Given existing tariff differential of 20-25 percent in electricity tariff and cost and political compulsion in the election year playing a road block to further reduce tariff-cost gap, we estimate the electricity subsidy to overshoot the initial allocation. As such the budget turned out to be a non-event for the IPPs. However, recent fall in crude and furnace oil price can be a blessing in disguise if this trend of oil continues in FY13 also.

Telecom
Measures
– 20 percent increase in Government employee salaries.
– The Government also announced its total dividend expectation from PTCL for FY13, rendering into cash payout of Rs2 per share
– The Government announced the revenue from 3G licenses of Rs79bn in FY13.
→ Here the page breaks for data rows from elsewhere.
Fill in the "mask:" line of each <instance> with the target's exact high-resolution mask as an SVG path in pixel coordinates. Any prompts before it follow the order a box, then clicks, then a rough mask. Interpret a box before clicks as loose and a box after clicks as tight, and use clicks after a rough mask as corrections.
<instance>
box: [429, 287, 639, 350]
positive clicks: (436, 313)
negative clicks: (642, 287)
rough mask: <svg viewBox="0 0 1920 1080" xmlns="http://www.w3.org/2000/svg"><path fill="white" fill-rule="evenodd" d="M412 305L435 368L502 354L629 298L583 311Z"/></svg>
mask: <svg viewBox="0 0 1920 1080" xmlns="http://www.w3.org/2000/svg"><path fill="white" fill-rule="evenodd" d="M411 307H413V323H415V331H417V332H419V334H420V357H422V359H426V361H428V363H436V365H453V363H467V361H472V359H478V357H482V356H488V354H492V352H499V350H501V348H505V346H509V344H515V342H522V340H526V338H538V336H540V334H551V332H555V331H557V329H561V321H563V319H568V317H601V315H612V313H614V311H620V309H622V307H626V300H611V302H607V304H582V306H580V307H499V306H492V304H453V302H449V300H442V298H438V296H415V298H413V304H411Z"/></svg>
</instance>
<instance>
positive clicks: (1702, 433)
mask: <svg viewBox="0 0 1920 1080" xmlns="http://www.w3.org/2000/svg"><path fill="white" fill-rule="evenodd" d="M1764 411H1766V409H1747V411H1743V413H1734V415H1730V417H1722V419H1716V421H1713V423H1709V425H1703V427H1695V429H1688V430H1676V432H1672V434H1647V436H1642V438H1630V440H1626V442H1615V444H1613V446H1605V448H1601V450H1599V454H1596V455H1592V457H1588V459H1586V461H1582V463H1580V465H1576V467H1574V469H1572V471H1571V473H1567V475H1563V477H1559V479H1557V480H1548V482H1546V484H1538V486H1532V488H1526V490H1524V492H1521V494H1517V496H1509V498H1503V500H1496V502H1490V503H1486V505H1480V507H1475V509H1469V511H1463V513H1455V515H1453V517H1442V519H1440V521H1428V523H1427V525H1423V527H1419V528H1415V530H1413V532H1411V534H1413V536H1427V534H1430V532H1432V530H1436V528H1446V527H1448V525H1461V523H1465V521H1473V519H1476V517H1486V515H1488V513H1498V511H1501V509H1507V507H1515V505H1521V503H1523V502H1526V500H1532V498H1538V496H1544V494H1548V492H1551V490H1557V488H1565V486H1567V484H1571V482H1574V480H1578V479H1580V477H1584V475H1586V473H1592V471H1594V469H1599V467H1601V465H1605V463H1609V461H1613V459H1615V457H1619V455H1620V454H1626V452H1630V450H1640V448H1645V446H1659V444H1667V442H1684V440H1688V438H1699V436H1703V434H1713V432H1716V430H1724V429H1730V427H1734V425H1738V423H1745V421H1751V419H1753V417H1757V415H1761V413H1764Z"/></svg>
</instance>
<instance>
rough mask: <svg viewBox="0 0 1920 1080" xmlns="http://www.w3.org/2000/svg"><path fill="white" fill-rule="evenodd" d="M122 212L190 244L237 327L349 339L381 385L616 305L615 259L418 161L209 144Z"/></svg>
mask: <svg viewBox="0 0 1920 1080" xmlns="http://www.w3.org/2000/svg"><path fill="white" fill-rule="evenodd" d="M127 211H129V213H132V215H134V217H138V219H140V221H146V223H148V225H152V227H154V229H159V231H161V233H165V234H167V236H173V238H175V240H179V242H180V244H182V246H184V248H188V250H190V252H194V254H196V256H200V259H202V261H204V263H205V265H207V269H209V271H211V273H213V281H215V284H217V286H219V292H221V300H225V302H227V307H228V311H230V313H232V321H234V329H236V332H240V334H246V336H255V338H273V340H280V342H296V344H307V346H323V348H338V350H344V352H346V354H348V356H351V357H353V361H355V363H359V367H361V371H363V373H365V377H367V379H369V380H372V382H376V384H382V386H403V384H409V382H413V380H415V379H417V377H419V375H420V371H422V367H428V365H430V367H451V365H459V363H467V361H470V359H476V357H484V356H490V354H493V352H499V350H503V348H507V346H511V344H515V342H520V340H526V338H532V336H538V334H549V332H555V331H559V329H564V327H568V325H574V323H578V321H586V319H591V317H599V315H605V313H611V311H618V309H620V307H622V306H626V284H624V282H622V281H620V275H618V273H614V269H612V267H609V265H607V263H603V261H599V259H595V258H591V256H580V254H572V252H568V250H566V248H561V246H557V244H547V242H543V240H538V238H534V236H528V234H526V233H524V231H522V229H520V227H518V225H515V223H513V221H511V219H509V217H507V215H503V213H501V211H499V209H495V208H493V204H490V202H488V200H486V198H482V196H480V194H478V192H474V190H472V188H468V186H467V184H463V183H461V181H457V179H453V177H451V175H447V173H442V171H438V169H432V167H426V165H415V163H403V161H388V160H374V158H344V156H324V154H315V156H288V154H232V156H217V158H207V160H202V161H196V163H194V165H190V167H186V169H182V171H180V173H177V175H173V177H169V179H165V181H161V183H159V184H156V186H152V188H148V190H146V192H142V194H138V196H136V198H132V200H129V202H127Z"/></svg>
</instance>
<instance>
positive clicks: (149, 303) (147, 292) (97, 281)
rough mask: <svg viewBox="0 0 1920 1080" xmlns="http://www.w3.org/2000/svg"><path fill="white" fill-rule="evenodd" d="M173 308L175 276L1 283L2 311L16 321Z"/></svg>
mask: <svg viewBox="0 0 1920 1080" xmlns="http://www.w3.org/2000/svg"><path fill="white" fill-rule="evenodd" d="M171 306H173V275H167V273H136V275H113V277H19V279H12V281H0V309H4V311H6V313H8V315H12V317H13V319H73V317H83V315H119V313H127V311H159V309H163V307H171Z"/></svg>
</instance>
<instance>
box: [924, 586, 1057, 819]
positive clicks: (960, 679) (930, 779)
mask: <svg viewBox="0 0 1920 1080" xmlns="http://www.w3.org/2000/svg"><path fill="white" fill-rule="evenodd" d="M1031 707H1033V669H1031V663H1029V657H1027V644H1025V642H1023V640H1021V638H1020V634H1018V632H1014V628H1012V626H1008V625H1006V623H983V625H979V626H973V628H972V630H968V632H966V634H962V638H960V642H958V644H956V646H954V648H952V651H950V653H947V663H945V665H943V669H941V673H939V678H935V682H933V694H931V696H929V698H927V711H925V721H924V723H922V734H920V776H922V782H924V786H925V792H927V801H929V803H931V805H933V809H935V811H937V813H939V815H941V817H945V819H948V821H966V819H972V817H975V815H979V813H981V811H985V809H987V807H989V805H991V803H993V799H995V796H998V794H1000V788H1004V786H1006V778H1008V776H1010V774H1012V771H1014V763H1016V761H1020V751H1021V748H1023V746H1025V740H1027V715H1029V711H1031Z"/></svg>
– No change in FED for telecom sector

Impact
Neutral to Negative
Increase in salaries would negatively impact profitability of PTCL as salary expenses contribute around 17 percent of total cost. The increase could dilute PTCL earning by Rs0.3-0.35 per share but, we have already partially priced in the effect in our financial models. Expected revenue of Rs79bn from 3G licenses seems to be an arbitrary number and final revenue would be decided when consultant would be hired.